I’m not against it, yet my current focus for time and money these days goes to support a few other communities; mosty to teach children programming. That does not mean don’t value the work that happens here.
And yes one of the things I’m promoting to youngsters and students is find some open source project to help out and learn at the same time.

As a community I do think it’s a bad idea that only 1.x bindings are upgraded if someone wants to pay to upgrade it. I much rather pay Openhab as a community to support the website and other infrastructure. And if I do, I would pay for a 3.x version , instead of a 2.x version that is outdated before we even start…

And if we don’t provide an appealing solutions for new users, this product will die with its old user base.

at this moment Openhab is at the so called chasm.
We have innovators and we have early adopters.

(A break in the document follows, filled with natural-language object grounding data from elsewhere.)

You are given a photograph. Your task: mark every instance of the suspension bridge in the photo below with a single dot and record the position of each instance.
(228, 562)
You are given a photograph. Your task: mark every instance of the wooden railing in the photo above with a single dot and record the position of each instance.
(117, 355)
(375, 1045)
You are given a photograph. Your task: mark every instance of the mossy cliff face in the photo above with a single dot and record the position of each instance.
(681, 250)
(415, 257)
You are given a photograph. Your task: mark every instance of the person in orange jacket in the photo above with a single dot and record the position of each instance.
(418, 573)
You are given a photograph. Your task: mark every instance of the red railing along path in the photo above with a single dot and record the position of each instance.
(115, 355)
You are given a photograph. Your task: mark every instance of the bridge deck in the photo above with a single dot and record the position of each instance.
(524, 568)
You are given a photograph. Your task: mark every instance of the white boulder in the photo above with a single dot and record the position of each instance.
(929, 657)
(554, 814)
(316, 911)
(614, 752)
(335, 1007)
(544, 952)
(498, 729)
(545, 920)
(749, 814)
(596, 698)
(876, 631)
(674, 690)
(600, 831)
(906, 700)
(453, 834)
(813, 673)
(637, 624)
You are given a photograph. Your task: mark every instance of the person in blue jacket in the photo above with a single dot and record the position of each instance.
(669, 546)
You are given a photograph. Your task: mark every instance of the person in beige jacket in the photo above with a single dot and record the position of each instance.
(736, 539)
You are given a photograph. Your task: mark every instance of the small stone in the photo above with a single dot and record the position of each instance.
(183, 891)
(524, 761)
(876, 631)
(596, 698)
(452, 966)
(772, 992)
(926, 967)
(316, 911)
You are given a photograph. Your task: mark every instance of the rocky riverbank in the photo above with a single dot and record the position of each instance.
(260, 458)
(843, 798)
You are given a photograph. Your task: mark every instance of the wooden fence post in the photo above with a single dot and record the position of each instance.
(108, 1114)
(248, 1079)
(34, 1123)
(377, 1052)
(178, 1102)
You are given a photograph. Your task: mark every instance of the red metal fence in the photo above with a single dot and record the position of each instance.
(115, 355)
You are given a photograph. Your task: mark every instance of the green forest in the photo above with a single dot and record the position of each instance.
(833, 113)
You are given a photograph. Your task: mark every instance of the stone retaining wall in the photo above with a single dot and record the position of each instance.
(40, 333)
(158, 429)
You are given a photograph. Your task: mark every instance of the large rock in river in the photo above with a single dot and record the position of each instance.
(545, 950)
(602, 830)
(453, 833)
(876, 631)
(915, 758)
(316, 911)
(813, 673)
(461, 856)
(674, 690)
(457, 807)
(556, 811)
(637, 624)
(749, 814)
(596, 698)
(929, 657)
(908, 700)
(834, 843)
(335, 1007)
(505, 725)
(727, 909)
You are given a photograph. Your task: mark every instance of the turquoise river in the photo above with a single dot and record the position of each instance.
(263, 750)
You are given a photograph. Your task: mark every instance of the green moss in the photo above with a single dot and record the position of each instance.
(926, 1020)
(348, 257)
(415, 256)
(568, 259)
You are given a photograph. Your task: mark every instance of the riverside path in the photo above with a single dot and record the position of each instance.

We want to attract the early majority.
This has long been documented how to do that.
Read Geoffrey Moore excellent book on strategies on how to do ot.

one important thing is offer a full solution, that helps new users to make stuff work and make it work without much troubels.
Hence we need stable working versions for these people.

I think many people propose idea’s that do support that.
What I read in your proposals here and in other discussions is you want to leave old users behind in favor of new ones.
wel one of the things that early majority people do, is they ask around, yes they trust mostly also early majority people, they only want to jump to the market leader.
that way they feel there will be a lot of support alsofrom other “vendor”/technologies etc.

With the current number of bindings Openhab does a great job.
And that gives a great impression to early majority people.
now these people also look around to hear what the innovators and early adopters say.
if they leave because they are badly treated (as in we don’t care about you and your bindings) the early majority won’t trust Openhab and wont’ make the jump.

I heard no one say, we don’t want to move on. Everyone I read, said please move on. yet start by finish what you started. And let’s find a way to support the old 1.x bindings.

We have proposed solutions for the actions and the persistence. That’s great. One no two steps closer. let’s starts doing that. And then gradually look what is left.
and yes please lets find out what is used.

2 Likes

I don’t think that the binding interface will change much from OH2 -> OH3.
It’s more the configuration part and the REST interface.

OH1 <—> OH2/3 can be connected via MQTT. The eventbus hasn’t changed. That requires OH1 users to configure a few things multiple times, but at least the bindings keep working and keep reporting to the new runtime. I do not see many other solutions.

I guess to port one binding you need a day as an experienced developer. Because you are experienced you are also expensive unfortunately (== you loose a lot of money by not working for your clients but for bindings that you will never use). So Kais assumption that OH1 bindings will be migrated until end of the year is rather not happening, so we might want to concentrate on the first proposal.